Mentok dikenal sebagai kota tua yang sarat sejarah. Sebagai bekas pusat kolonial Belanda, ia menyimpan rumah-rumah tua, gudang timah, dan jejak arsitektur Eropa. Namun, seiring waktu, banyak bangunan pusaka itu lapuk, sebagian hilang.
MAF hadir untuk menegaskan bahwa Mentok bukan museum mati. Kota pusaka ini adalah ruang hidup yang bisa terus menyala jika dihidupkan dengan kreativitas.
Melalui seni, Mentok berbicara. Ia berkata bahwa di balik kerentanan bangunan tua, masih ada denyut generasi muda yang ingin menjaga dan menghidupkan kotanya.
Seni, dalam konteks Mentok, bukan sekadar karya estetika. Ia adalah bahasa peradaban.
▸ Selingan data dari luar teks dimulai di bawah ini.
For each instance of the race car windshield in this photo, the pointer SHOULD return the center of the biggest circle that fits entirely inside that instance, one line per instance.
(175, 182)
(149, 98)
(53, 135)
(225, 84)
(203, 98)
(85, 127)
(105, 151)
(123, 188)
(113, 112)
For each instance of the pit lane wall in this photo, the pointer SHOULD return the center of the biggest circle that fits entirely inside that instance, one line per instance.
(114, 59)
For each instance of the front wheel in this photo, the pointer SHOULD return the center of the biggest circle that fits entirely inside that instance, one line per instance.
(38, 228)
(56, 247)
Di dalam seni, luka bisa diucapkan tanpa melukai, rindu bisa dituturkan tanpa tangisan, dan cinta bisa diungkapkan tanpa kata. Festival ini membuktikan bahwa seni dapat menyatukan berbagai lapisan masyarakat dari pejabat hingga anak-anak, dari budayawan senior hingga pelajar SMA.
Lebih jauh, MAF juga membuka peluang ekonomi kreatif. Stand UMKM, peluncuran buku, hingga kolaborasi musik menunjukkan bahwa seni bisa menjadi motor pergerakan sosial-ekonomi, bukan hanya ruang ekspresi.
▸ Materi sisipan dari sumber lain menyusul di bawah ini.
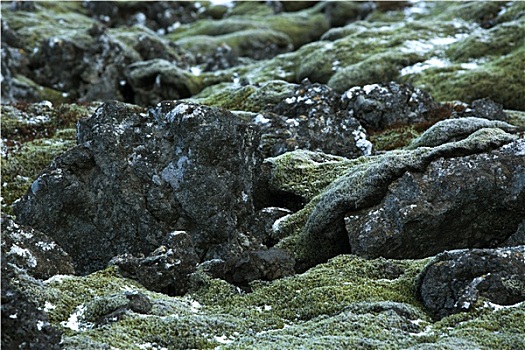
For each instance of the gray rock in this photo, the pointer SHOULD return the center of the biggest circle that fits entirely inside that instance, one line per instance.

Namun perjalanan tidak selalu mulus. Tantangan terbesar adalah keberlanjutan. Tanpa dukungan kebijakan dan dana yang memadai, MAF berisiko berhenti hanya sebagai acara tahunan tanpa dampak jangka panjang.
Di sinilah peran pemerintah, swasta, dan masyarakat diuji. Apakah MAF hanya dibiarkan menjadi festival lokal, ataukah dikembangkan sebagai identitas budaya yang mampu mengangkat nama Mentok di kancah nasional, bahkan internasional?
Harapan itu nyata. Dengan semangat gotong royong, dukungan komunitas, dan konsistensi program, Mentok punya peluang besar menjadi kota kreatif yang menyala.
Malam semakin larut. Hujan reda. Lampu-lampu masih menyala, musik masih bergema, dan senyum orang-orang masih bertahan.
MAF 2025 meninggalkan pesan penting: seni bukan sekadar hiburan, melainkan nyawa kota. Ia adalah pelukan hati, penanda identitas, dan bahasa peradaban.
Mentok malam itu berdenyut dalam irama seni. Dari hati yang lunak hingga imajinasi kota yang menyala, festival ini menjadi langkah kecil yang diyakini akan membawa manfaat besar bagi masa depan.
Karena sebuah kota, pada akhirnya, tidak diukur dari tinggi gedungnya, melainkan dari nyala peradabannya.